Ischaemic heart disease (IHD) is the most common cause of death globally but in Europe mortality has been falling over the past 30 years.[1] IHD now accounts for almost 1.8 million deaths per year across Europe, around 20% of all deaths, but rates vary significantly between countries.[1] 

In Sweden, which keeps the most comprehensive European STEMI registry, the annual incidence of STEMI in 2015 was 58 per 100,000.[1] Across Europe, incidence estimates range from 43 to 144 per 100,000 per year.[1]

The incidence of STEMI has been declining over the past 20 years. In the UK, it now averages around 500 hospitalised episodes per million people per year.[5] The UK prevalence of people who have had a STEMI at some point in their lives is likely to be between 750 to 1250 per million people.[5] The reported adjusted incidence rate of STEMI in the US fell from 133 per 100,000 in 1999 to 50 per 100,000 in 2008.[1]

There is a consistent pattern for STEMI to be more common in younger than older people and more common in men than in women.[1]

MI tends to occur at a younger age in men. The incidence in women increases after the menopause. The average age of a person having a first MI is 65.1 years for men and 72 years for women.[4] In women with STEMI, younger age is associated with higher 30-day mortality rates even after adjustment for medications, primary percutaneous coronary intervention, and other co-existing comorbidities.[6]

Risk factors

Single most important modifiable risk factor.

People who smoke 20 or more cigarettes a day have a 2- to 3-fold increased risk of dying from coronary heart disease compared with non-smokers or those who have quit for >10 years. Even mild and passive smoking is associated with increased risk.[4]

Only 2 out of 3 patients with hypertension are diagnosed and only 1 in 3 are adequately controlled on treatment.

Systolic blood pressure (SBP) and diastolic blood pressure (DBP) both contribute to development of coronary artery disease.

Even pre-hypertension (untreated SBP 120-139 mmHg and untreated DBP 80-89 mmHg, or both) increases risk 2-fold compared with normal levels.[4]

Patients with diabetes have impaired endothelial and smooth muscle function with increased leukocyte adhesion, promoting atherosclerosis.

They have a 4-fold increased risk of cardiovascular disease compared with people who do not have diabetes.[8]

An HbA1c of <53 mmol/mol (<7%) is the goal of treatment for patients with diabetes.[4][9] However, for patients with coronary heart disease, this goal may be less stringent (i.e., <64 mmol/mol [<8%]).[9]

Increased risk in patients with a body mass index >25.[4]
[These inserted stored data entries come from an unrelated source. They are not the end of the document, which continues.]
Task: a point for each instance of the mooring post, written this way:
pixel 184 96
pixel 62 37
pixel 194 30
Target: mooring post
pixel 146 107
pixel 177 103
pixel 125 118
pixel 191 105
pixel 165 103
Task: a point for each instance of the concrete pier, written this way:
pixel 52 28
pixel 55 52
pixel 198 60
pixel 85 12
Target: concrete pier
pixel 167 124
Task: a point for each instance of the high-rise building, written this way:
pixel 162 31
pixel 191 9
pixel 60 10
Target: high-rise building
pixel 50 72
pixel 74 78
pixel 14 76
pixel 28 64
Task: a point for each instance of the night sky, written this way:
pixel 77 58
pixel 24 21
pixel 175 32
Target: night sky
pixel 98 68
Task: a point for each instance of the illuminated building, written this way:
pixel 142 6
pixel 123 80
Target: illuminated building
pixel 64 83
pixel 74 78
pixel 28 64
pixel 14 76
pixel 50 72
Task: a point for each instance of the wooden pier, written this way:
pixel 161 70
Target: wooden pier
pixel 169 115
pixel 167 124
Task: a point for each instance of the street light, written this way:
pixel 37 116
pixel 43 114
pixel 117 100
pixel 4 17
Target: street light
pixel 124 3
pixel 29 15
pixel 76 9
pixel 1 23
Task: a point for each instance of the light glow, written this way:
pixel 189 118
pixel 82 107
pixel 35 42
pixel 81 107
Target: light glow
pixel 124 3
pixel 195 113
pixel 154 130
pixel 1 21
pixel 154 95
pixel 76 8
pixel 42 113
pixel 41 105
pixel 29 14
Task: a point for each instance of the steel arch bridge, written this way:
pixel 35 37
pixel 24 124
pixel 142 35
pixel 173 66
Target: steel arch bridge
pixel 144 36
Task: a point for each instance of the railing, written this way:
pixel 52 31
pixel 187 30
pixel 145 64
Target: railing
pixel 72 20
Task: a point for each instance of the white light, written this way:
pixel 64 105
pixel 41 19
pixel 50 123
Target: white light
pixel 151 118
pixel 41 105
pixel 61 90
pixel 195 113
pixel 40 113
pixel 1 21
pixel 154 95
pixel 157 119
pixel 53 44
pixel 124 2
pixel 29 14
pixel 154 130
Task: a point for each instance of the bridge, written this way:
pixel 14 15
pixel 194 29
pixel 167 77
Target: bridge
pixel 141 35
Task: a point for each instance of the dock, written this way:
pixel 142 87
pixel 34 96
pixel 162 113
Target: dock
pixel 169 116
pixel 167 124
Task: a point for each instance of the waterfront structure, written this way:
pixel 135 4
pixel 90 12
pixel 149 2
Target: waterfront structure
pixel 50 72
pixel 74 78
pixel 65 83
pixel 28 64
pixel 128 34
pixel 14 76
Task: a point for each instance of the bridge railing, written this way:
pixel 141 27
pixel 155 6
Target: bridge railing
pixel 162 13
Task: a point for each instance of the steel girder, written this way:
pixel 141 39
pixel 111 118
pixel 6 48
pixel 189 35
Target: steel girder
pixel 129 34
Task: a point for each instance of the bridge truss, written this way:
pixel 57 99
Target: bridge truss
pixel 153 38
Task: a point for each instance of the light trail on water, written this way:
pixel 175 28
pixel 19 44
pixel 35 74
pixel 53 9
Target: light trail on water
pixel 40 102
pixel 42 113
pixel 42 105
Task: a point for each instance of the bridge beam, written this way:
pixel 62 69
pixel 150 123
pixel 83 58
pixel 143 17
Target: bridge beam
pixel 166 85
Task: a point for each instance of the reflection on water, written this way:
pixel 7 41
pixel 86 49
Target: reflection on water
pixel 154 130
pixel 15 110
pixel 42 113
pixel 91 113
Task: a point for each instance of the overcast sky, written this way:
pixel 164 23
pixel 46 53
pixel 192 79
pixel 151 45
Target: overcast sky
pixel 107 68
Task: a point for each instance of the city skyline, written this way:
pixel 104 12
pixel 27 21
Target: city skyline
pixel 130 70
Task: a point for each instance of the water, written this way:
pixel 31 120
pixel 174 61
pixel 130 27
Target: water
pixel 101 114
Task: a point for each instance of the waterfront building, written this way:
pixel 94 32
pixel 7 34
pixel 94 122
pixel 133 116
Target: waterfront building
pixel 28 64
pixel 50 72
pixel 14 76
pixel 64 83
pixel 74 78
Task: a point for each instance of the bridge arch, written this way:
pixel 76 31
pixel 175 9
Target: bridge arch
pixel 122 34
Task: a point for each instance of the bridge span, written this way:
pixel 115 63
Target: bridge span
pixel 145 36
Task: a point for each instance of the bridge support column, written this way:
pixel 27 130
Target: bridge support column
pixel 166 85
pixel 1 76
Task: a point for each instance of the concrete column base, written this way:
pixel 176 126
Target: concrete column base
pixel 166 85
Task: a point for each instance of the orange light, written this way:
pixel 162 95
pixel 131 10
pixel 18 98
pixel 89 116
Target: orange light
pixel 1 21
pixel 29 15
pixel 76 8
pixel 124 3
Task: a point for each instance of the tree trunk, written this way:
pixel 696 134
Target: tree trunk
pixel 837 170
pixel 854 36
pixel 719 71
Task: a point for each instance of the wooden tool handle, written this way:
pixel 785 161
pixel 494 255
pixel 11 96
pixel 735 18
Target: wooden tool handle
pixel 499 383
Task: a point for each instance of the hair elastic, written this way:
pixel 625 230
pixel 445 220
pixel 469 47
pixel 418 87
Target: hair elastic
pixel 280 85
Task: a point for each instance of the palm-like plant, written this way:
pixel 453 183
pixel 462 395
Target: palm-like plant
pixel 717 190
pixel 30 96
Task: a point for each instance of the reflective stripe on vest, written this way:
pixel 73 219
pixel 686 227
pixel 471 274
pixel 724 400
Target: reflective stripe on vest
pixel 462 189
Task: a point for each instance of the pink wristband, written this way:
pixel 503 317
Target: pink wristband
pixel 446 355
May be present in men with a waist circumference >100 cm (>39 inches) and women with a waist circumference >90 cm (>35 inches).[10]

Characterised by glucose intolerance, hyperinsulinaemia, elevated triglycerides, low HDL-cholesterol, and central obesity and is a marker for increased risk of coronary artery disease, even in patients without diabetes.[4][11]

Physical inactivity is responsible for 12.2% of the global burden of MI after accounting for other cardiovascular disease risk factors such as cigarette smoking, diabetes mellitus, hypertension, abdominal obesity, lipid profile, alcohol intake, and psychosocial factors.[4]

Elevated LDL-cholesterol, elevated triglycerides, decreased HDL, and elevated ratio of LDL to HDL are all independently associated with increased risk of atherosclerosis.

Early studies on cholesterol showed that a reduction in serum cholesterol by diet and medications reduces non-fatal MI by 25% and fatal MI by 14%.[10]

Current guidelines recommend high-dose statin therapy in patients with known coronary artery disease (CAD) or CAD equivalent, irrespective of LDL levels.[12] Other lipid-lowering treatments can be considered in patients who are contraindicated or intolerant of statins.

Renal dysfunction is a marker of vascular damage.[13]

Excess cardiovascular disease in patients with chronic kidney disease is caused, at least in part, by higher prevalence of traditional risk factors in this group.[4]

18% of coronary events are in patients with preceding long-standing angina pectoris.[4]

Onset affecting first-degree male family member aged <55 years or female family member <65 years.[4]

Regular use of cocaine predisposes young people (aged 18-45 years) to MI.

The risk is increased by 24 times over baseline 1 hour following cocaine use, and chronic exposure appears to accelerate atherosclerosis.[14]

Men have an increased risk of acute MI compared with premenopausal women of the same age. The incidence is similar in post-menopausal women and men of the same age.

Older patients are at an increased risk of acute MI. The number of men being diagnosed with an MI or fatal coronary heart disease rises from 25 per 1000 for men aged 35-44 years to 135 per 1000 for men aged 65-74 years.[4] For women, the incidence also increases with age.